Fenerbahçe’nin iddiasının
aksine, CAS, ceza mahkemesinin
kararına dayanmadı. Yeniden yargılama yaptı. Delilleri tek tek tartışarak
değerlendirdi.
CAS’ın ceza mahkemesinin kararını dikkate almadığını ve
kendi yargılamasını yaptığını özellikle Sivasspor-Fenerbahçe maçı ile ilgili
tespit ve görüşlerinden anlayabiliriz. CAS,
ceza mahkemesinin kararını hiçe sayarak, Sivasspor
başkanı Mecnun Otyakmaz’ın şike
yapmadığına karar verdi. Üstelik CAS
ceza mahkemesinin kabul ettiği “siyah
çanta” teorisinin ispatlanamadığını belirtti. (Not: CAS'ın bir başka hakem heyeti, Sivasspor'un başvurusu üzerine yaptığı yargılamada, Mecnun Otyakmaz'ın da şike yaptığına karar verdi.

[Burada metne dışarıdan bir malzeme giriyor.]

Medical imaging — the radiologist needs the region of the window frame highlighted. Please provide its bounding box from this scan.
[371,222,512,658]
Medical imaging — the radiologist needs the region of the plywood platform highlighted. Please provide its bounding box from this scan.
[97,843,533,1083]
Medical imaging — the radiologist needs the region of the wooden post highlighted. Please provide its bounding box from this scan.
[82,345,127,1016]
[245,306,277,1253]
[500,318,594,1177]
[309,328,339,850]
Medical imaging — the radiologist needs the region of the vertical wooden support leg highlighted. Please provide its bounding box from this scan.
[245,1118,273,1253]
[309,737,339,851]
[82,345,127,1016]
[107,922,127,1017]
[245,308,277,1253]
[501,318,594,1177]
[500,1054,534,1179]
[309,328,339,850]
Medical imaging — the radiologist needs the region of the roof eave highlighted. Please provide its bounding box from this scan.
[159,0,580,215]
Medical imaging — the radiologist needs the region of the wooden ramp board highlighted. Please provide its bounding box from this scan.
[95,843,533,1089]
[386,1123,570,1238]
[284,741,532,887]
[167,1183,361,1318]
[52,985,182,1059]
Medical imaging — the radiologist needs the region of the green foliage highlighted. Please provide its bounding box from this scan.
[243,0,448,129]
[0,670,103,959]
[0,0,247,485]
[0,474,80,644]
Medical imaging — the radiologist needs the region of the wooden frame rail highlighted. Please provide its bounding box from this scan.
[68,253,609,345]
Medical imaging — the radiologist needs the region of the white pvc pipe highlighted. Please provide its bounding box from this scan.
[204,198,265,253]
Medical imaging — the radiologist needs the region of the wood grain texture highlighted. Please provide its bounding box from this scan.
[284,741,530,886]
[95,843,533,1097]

Heyet "önceki karardaki hukuki değerlendirme ile bağlı olmadığını" açıkladı.)
Özetle, CAS kendi yargılamasını yaptı. İFM de CAS'ın yargılamasını ve kararını hukuka uygun buldu.
3)
Fenerbahçe, Türkiye’deki yeniden yargılamanın ardından UEFA, CAS ve İFM’nin
kararlarına karşı hukukî yollara başvurabilir mi?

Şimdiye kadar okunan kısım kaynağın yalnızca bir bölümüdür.